The people who honked and tried to cut in on a royal motorcade early this month will be formally charged later this week, the national police chief said on Monday.

Pol Gen Torsak Sukvimol  also said he believed the suspects had people advising them in their protest activities.

On Feb 4, Tantawan Tuatulanon and a colleague from the Thalu Wang (breaking into palace) group allegedly attempted to interrupt the motorcade of Her Royal Highness Princess Maha Chakri Sirindhorn on an expressway in Bangkok, honking their car horn and trying to cut into the middle of it.

Ms Tantawan, 20, is a seasoned campaigner against royal motorcades and the disruption they cause. 

She was arrested on March 5, 2022 on charges of violating Section 112 (the lese majeste law) of the Criminal Code by running an opinion poll on Facebook on royal motorcades on Feb 8, 2022, and making a live broadcast on the topic on March 5. Other key figures of the group also face charges under Section 112.

On Feb 8, 2022, she also led an activity in front of Siam Paragon shopping mall, seeking people's opinions on the subject, which resulted in Ms Tantawan being charged with defaming the monarchy.

"Please let police gather clear evidence. When it is done, everyone will see that police are thorough... Please give us two more days and then there will be charges and arrest warrants. There will definitely be arrests," the national police chief said on Monday.

Prosecution would lead to the revocation of temporary release on bail for some suspects, he said.

The police chief believed the young demonstrators did not act alone, they had supporters and advisors.

On Saturday the group had refrained from action that would have otherwise caused legal problems for them. "I believe they have advisors. I do not confirm whether any politician was involved, but I do confirm that there are advisors," Pol Gen Torsak said.
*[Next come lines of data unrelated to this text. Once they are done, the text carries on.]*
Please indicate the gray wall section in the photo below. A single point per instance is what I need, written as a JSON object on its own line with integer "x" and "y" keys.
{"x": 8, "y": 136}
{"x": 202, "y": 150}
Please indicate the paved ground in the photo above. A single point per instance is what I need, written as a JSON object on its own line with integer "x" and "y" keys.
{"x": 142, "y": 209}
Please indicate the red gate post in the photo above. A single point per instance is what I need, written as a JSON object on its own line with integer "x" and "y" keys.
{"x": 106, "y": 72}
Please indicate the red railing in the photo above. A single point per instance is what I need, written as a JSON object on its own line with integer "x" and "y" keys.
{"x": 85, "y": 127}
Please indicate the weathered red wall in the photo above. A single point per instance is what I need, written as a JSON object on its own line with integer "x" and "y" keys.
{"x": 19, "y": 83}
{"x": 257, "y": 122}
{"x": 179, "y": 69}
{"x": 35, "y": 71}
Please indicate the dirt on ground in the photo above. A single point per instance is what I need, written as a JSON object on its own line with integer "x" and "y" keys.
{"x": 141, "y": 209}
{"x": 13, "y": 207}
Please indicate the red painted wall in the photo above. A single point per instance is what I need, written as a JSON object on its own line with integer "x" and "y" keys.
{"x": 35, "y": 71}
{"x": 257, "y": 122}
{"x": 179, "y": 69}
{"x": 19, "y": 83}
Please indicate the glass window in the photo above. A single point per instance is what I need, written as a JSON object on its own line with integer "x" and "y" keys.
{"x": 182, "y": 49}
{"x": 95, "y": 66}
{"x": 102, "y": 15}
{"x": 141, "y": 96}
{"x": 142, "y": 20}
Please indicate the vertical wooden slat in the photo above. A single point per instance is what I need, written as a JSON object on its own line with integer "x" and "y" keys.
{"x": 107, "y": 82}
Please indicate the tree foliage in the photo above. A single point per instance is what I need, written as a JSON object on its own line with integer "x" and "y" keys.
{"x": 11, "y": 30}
The group had planned to continue their polling on royal motorcades, but were confronted by royalist opponents and there was a brawl on a Bangkok skywalk.

"Every suspect will face action, where evidence supports it," he said.

The national police chief said he had worked on protecting royalty for a long time and police were ready to protect the royal family with their lives. Protection of the royal institution was the first and foremost task of police.